5. Overleg met je begeleider over je aanpak. Probeer de enquête eerst bij een paar mensen uit.
werkwijze enquête
voorbereiding
1. Is de enquête het meest geschikte onderzoeksmiddel? Welke onderzoeksvraag wil je daarmee beantwoorden?
2. Bepaal de doelgroep en de grootte daarvan. Waarom kies je voor deze (groep) mensen? Hoeveel personen kun je de enquête laten beantwoorden? Kun je voldoende mensen vinden / bereiken? Hoe bepaal je of zij tot je doelgroep behoren?
3. Hoe ga je de uitvoering van de enquête organiseren?
4. Gebruik je schriftelijke of mondelinge vragen / schriftelijke of mondelinge antwoorden? Hoeveel enquêteurs heb je? Wanneer wil je de enquête houden? Wie moet je vragen om daarvoor toestemming en/of ondersteuning te geven?
5. Bedenk dat je alle uitkomsten moet verwerken in tabellen en grafieken. Daaruit kun je later de conclusies trekken. Stel de vragen dus zodanig op, dat je de antwoorden kunt verwerken in tabellen en grafieken. Maak alvast voorbeelden daarvan.
6. Vraag je naar feiten, naar meningen of naar beide? Waar je naar vraagt, kan erg bepalend zijn voor de manier waarop je de vraag moet stellen en waarop je het antwoord laat geven.
het opstellen van een enquête
7. Maak een lijstje van de onderwerpen waar je een of meer vragen over wilt stellen.
8. Bepaal wat je van elk onderwerp wilt weten en dus wilt vragen.

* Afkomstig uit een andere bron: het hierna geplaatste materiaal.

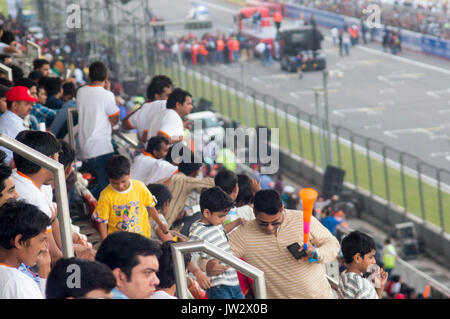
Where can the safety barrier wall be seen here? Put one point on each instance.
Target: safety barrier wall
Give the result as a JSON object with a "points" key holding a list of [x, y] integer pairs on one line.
{"points": [[410, 40]]}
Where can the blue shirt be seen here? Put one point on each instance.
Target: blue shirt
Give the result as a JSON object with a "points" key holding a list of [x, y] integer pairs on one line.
{"points": [[117, 294], [266, 182], [27, 271]]}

9. Controleer of punt 8 en 9 overeenkomen met de doelstelling in je onderzoek. Stel dus alleen relevante vragen en houd de lijst kort.

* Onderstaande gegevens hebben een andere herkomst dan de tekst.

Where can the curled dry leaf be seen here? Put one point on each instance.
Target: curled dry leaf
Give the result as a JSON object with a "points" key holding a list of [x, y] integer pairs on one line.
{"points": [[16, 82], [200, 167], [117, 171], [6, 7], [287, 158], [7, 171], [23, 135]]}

10. Kies welke vraagvorm(en) je voor elk onderwerp gaat gebruiken.
11. Je begint met een korte toelichting voor de doelgroep, hoeveel tijd het beantwoorden vraagt en wat je met de resultaten gaat doen.
12. Rangschik de vragen per onderwerp, elk met een titel of eventueel een korte inleiding.

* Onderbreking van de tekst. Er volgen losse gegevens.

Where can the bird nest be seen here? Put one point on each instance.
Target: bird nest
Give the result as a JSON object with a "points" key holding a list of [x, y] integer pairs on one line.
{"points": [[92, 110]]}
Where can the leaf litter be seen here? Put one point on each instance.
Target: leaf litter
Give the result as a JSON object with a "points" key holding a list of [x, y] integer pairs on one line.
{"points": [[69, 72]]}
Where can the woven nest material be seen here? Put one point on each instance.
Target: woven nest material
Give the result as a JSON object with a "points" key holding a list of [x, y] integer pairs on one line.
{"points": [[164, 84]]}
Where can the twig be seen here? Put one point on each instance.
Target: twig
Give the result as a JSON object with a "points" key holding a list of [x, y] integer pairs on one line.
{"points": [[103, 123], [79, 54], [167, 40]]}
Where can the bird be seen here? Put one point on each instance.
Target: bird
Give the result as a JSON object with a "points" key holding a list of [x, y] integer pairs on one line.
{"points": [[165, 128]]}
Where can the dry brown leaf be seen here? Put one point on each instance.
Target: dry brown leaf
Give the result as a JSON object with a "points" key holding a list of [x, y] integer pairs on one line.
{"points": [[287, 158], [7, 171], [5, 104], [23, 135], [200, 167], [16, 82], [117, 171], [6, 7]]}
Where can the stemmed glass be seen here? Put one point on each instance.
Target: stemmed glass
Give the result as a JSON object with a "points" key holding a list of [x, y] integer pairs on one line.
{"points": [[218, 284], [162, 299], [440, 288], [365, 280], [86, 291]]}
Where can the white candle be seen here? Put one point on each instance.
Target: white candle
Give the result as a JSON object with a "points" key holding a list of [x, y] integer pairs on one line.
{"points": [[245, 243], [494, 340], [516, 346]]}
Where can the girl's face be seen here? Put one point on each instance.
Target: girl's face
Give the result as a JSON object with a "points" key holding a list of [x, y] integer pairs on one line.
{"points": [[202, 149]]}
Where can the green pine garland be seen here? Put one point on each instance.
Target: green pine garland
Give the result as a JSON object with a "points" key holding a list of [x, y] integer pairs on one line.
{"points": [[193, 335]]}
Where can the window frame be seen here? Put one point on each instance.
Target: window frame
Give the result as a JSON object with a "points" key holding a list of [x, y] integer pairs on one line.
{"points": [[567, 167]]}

13. De vragen zijn duidelijke en korte zinnen, die eenduidig zijn geformuleerd en dus elk slechts over één onderwerp gaan. Vermijd woorden als ‘soms’. Ook elk antwoord dat de geënquêteerde kan geven, moet eenduidig zijn.
14. Stel geen indiscrete vragen, ook niet wanneer je voor een anonieme enquête hebt gekozen.
15. Zorg voor een overzichtelijke lay-out en een dankwoordje op het eind.
16. Probeer de enquête eerst bij enkele personen uit, voordat je start.
17. Kies voor het houden van de enquête zo gunstig mogelijke omstandigheden.
verwerking van de resultaten
18. Verwerk alle antwoorden in tabellen en grafieken. Noteer ook de ongeldige antwoorden.
19. Trek hieruit je conclusies, formuleer de antwoorden op je onderzoeksvragen.
20. Verwerk deze resultaten in een mondelinge of schriftelijke presentatie. Bespreek daarin de (grootte van de) doelgroep, de onderzoeksvraag, de uitvoering van de enquête, de antwoorden/resultaten en je conclusies.
evaluatie enquête
A. Beantwoordt je enquête aan het doel van je onderzoek?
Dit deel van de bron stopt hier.